The solution, as kohaku has been saying, does not lie in boosting the processing power at the program's disposal. For every Moore's law there is a software developer striving to overwhelm it (Moore's law states that the number of transistors on a processing chip will double every 18 months; it's been proven statistically in history, but of course code is becoming more complicated way faster than that). The solution is really about finding more clever ways to use the processing power we already have, and that's something Toady has already taken into account. There was already an example on this thread about how army battles are handled as individual unit vs individual unit. Well a whole unit is quite a complicated entity from a memory and code standpoint. Ultimately we hope to be able to streamline battles so that a unit is just a single number in the sea, so that even under the same computing constraints, our programming improves, and we can handle bigger battles. I'm pretty sure this is the kind of stuff that Toady has lying around on the army arc.

tl;dr multithreading could have benefits, but i suspect the processing needed to facilitate them will counterbalance or outweigh any gains. true optimization lies not in improving the amount of power available to your program, but improving the way your program uses the power it has. I think those optimizations are things Toady has already planned.

EDIT:

Its not as bad as "rewriting all the code". If you was sane with mallocs and other manual pointers/address space handling, switching to 64bits is very straightforward and easy - mostly just changing compiler settings and throwing some macros around.

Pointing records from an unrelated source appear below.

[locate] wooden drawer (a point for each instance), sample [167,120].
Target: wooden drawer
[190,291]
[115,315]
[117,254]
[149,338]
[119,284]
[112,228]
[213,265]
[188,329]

Fair enough, but that still ignores the ripple effect of releasing a new compile. bugs, offset shifts and plain old sh!t happens are bound to occur somewhere, so even if a 64-bit release comes out in a month, the player base will probably take 2-3 months or more to start using such a release. I'd rather the sh!t happened in the process of improving a play mechanic in the game. Besides, it still doesn't solve the other problem I mentioned: switching from one address size to another doesn't instantiate memory. If there was memory waiting to be used, it might unlock it, but the physical limitation of the computer is still there. The benefits of moving to a new address system will be slim when the memory limitation of the user still exists.

Consider my world constraints right now. I top out at around 300yr on 257x257 worlds. As the world grows older, its complexity grows as well - and probably geometrically, if not faster. In other words, if I doubled the age of a world, the memory space it occupies is probably greater than the square of the previous age. Let's suppose I had 4GB of RAM and DF just couldn't use it because it was 32bit atm. So now I double my RAM. But if the 300year world is taking up all my RAM (ie 2GB), a 600yr world is probably gonna take up over 4GB. ofc I'm just guessing here as to the memory growth rate of a world, but my point is that being able to address an extra gigabyte or so of RAM is really not going to add much to the history of a world. If a world of x years takes up 3GB, 2x years would probably be more than 9GB, etc etc. 1GB starts looking pretty small.